Di certo abbiamo un welfare sbilanciato sulla spesa pensionistica. Come può pensare che funzioni quando quasi il 70 per cento della spesa sociale va sotto la voce pensioni?
«Mi limito a ricordarle che le pensioni, per quanto basse, sono quelle che hanno garantito la coesione sociale in questo paese. Perché sono i pensionati nelle famiglie a integrare i redditi dei giovani precari, a offrire loro una casa, a fare da baby sitter».
Questo è anche lo stato sociale informale che vede protagoniste le donne. Dove sono finiti secondo lei i miliardi di risparmi dovuti all´innalzamento dell´età pensionabile delle donne nel pubblico impiego? Non dovevano servire per costruire più asili?
«Ho un sospetto: sono finiti nella spesa corrente. A conferma che questo governo non ha alcuna idea di politica sociale se non quella dei tagli».
Perché sostenete che dopo il contratto del commercio, che la Cgil non ha firmato, all´Inps mancheranno due miliardi?
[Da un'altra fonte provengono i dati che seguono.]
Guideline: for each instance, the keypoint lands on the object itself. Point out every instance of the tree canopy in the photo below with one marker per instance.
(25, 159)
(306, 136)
«Perché è così. L´indennità di malattia non sarà più pagata attraverso il fondo malattia dell´Inps, il commerciante la darà direttamente al lavoratore. Ma c´è di più: siamo sicuri che il piccolo commerciante potrà pagare l´indennità per periodi lunghi di malattia? La rottura dei meccanismi di solidarietà espone sempre i più deboli, lavoratori e imprenditori».